# SRAM Red Chainrings on other SRAM cranks?



## stunzeed (Jul 27, 2007)

Anyone know if I can run the SRAM Red chainrings on my S900 crankset


----------



## gospastic (Nov 8, 2008)

Yes, I'm pretty sure you can. I put RED chainrings on Force cranks. They work without issue.


----------



## redondoaveb (Jan 16, 2011)

gospastic said:


> Yes, I'm pretty sure you can. I put RED chainrings on Force cranks. They work without issue.


I have Force crank also, what is the difference between Red and Force chainrings? Has the change been a good one?


----------



## squareslinky (Aug 13, 2009)

gospastic said:


> Yes, I'm pretty sure you can. I put RED chainrings on Force cranks. They work without issue.


Can you post a picture?


----------



## gospastic (Nov 8, 2008)

redondoaveb said:


> I have Force crank also, what is the difference between Red and Force chainrings? Has the change been a good one?

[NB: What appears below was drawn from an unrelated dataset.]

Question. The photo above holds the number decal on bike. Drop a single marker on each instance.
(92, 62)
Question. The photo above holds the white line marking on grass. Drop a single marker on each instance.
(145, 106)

I'm not sure. I changed them immediately.


----------



## gospastic (Nov 8, 2008)

squareslinky said:


> Can you post a picture?


Yes I can:


----------



## RC28 (May 9, 2002)

stunzeed said:


> Anyone know if I can run the SRAM Red chainrings on my S900 crankset



As long as the BCD on both cranksets is the same (130 to 130 or 110 to 110) there should be no problems.


----------



## Bullvine (Sep 9, 2009)

That's a pretty bike, what wheels are those? :thumbsup:


----------